Our main reference for k-means clustering and Naive Bayes classification can be found in the documentation of [1].
- main.cpp -- main file
- wine.data -- Wine data from [2]
- wine.names -- Wine data description from [2]
- assignments_default -- Clustering result from k-means clustering with old start
- assignments_withguess -- Clustering result from k-means clustering with warm start
- assignments_nbc -- Clustering result from Naive Bayes classification
To compile our code, we can execute
g++ main.cpp -lmlpack -O2 -larmadillo
We now describe the results that we obtained for the following 4 algorithms:
In this algorithm, we simply call the off-the-shelf default k-means clustering from mlpack without specifying the initial cluster centroids. The correct classification rate is the followng:
Class 1 | Class 2 | Class 3 | Overall |
---|---|---|---|
77.97% | 70.42% | 60.42% | 70.22% |
In this algorithm, we call the default k-means clustering from mlpack while specifying correct initial cluster centroids. The correct classification rate is the followng:
Class 1 | Class 2 | Class 3 | Overall |
---|---|---|---|
77.97% | 70.42% | 60.42% | 70.22% |
Compare with the case of cold start, we see that the k-means clustering has successfully converge and is independent of the initial cluster centroids, since both algorithms give exactly the same classification rates!

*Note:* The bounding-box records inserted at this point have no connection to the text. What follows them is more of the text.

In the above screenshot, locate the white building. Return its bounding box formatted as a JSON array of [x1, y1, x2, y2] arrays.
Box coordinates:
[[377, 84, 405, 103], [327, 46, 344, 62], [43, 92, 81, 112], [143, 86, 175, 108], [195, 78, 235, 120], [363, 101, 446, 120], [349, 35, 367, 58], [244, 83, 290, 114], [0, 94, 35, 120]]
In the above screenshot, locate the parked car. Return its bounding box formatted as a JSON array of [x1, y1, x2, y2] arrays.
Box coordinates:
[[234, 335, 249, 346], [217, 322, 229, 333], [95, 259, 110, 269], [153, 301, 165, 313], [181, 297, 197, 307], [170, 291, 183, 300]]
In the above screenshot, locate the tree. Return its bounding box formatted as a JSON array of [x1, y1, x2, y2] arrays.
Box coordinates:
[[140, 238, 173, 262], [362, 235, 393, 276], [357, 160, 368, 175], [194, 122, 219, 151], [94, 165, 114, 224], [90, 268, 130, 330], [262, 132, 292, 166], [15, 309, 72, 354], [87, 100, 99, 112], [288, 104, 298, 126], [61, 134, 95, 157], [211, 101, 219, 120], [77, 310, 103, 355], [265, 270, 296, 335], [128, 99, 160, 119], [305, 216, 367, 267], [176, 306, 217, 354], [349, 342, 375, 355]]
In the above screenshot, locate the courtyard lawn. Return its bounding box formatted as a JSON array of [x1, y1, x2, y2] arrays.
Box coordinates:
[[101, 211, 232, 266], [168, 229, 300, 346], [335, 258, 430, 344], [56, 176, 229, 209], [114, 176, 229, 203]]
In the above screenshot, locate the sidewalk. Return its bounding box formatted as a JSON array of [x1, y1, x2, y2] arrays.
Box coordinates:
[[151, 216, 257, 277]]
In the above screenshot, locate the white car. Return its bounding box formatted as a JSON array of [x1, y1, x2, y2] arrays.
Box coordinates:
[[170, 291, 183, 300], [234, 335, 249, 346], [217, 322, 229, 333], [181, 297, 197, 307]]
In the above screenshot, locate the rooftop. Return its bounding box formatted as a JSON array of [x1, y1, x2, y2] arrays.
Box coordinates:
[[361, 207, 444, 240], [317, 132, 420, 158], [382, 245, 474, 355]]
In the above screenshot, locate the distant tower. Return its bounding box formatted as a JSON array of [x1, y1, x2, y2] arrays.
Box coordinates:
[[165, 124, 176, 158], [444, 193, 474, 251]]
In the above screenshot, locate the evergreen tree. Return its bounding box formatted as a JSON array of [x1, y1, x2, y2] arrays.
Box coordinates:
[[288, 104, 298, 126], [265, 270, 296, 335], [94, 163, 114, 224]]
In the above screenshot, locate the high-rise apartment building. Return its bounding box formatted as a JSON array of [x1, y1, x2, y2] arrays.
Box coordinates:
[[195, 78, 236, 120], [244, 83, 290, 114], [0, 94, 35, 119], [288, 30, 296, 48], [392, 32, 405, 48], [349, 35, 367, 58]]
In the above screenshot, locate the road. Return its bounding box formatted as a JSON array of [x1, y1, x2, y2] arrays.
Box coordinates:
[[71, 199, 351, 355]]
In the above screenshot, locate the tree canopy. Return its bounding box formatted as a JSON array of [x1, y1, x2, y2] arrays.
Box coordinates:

In this algorithm, we call the default k-means clustering from mlpack while specifying random initial cluster centroids. We then repeat this procedure 10,000 times and calculate the average correct classification rates, which is summarized in the table below:
Class 1 | Class 2 | Class 3 | Overall |
---|---|---|---|
72.61% | 74.46% | 63.87% | 70.99% |
Compare with the first 2 algorithms, the result suggests that the performance of cold-start (or warm-start, since they essentially yield the same result) is below that of random start.

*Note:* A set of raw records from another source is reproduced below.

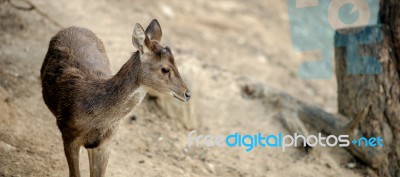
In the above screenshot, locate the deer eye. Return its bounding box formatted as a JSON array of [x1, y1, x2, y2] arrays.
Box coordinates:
[[161, 68, 169, 74]]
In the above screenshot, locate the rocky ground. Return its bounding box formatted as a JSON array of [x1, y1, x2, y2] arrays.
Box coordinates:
[[0, 0, 366, 177]]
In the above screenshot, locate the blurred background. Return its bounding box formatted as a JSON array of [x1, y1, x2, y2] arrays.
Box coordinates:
[[0, 0, 372, 177]]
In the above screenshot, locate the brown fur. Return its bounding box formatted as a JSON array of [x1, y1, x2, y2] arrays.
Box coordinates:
[[40, 19, 190, 176]]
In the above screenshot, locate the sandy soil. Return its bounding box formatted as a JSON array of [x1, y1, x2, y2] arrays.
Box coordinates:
[[0, 0, 366, 177]]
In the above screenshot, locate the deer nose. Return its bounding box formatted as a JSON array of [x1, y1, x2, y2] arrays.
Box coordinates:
[[185, 91, 192, 101]]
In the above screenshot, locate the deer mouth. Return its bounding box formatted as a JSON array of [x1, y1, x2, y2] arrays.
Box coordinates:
[[170, 92, 188, 102]]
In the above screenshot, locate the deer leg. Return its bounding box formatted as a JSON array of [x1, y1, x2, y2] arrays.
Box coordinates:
[[64, 141, 81, 177], [88, 143, 110, 177]]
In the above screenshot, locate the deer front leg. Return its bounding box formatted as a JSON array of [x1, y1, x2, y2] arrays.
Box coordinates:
[[87, 143, 110, 177], [64, 141, 81, 177]]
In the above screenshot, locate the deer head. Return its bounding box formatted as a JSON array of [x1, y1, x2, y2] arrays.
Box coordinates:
[[132, 19, 191, 101]]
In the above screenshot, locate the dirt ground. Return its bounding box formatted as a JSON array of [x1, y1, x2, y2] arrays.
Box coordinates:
[[0, 0, 366, 177]]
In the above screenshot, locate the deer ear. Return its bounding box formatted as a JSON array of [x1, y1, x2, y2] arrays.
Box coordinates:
[[132, 23, 151, 53], [146, 19, 162, 42]]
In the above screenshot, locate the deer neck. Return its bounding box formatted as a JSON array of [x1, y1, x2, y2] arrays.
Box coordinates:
[[106, 51, 146, 105]]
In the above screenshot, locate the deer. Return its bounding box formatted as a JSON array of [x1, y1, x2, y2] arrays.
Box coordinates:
[[40, 19, 191, 177]]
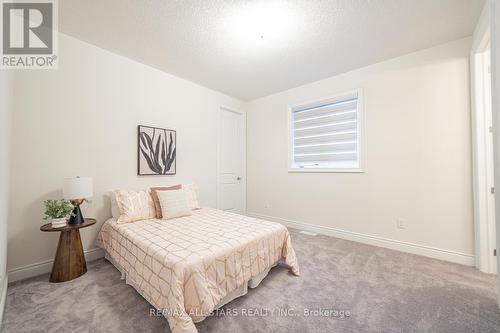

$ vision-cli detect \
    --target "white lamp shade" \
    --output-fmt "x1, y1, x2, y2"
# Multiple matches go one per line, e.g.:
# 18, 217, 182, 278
63, 177, 93, 200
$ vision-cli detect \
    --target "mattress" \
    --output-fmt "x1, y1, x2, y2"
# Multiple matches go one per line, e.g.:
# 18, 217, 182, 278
97, 208, 299, 333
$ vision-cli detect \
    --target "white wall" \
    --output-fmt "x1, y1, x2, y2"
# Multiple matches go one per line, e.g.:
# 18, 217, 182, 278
247, 38, 474, 264
0, 70, 14, 320
8, 35, 245, 270
489, 0, 500, 307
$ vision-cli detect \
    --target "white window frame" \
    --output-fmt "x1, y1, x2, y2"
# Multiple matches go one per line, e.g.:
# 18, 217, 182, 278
287, 89, 366, 173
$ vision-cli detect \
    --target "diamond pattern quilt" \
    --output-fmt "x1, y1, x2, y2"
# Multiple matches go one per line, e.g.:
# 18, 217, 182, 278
97, 208, 299, 333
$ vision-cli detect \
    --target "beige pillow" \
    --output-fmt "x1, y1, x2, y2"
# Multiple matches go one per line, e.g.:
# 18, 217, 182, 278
114, 190, 155, 223
150, 184, 182, 219
182, 184, 200, 210
156, 189, 192, 220
109, 191, 121, 219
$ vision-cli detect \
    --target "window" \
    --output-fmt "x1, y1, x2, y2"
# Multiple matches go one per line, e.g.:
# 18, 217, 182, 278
289, 91, 363, 172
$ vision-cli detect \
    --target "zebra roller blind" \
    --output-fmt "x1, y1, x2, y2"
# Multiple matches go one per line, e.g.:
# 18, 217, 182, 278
290, 92, 361, 170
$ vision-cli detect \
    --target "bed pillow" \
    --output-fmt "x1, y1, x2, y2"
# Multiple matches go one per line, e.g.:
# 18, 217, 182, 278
150, 184, 182, 219
156, 189, 193, 220
182, 184, 201, 210
114, 190, 156, 223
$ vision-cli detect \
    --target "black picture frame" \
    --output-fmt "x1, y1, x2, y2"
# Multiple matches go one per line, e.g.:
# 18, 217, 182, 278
137, 125, 177, 176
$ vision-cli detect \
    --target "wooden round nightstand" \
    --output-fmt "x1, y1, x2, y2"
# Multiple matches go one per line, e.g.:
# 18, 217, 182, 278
40, 219, 96, 282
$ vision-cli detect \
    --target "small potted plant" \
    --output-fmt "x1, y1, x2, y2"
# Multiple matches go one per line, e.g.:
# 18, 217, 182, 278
43, 199, 74, 228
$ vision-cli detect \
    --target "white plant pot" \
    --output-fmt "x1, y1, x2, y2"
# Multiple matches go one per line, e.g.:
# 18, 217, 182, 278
50, 217, 68, 228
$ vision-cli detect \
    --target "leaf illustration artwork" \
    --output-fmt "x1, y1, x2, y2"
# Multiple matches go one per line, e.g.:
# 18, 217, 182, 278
138, 126, 177, 175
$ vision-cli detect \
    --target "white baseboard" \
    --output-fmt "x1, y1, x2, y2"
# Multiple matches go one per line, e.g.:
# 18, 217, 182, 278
247, 212, 474, 266
0, 276, 8, 326
9, 248, 104, 282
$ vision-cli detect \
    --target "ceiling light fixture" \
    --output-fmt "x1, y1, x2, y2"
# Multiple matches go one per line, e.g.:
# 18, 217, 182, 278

In this algorithm, we simply call the off-the-shelf default Naive Bayes Classifier. The correct classification rate is the followng:
Class 1 | Class 2 | Class 3 | Overall |
---|---|---|---|
84.75% | 100.00% | 95.83% | 93.82% |
Comparing the above results with k-means, we see that Naive Bayes seems to outperform all the k-means algorithm.
[1]: "Mlpack"
[2]: "Wine dataset"
[3]: "Armadillo"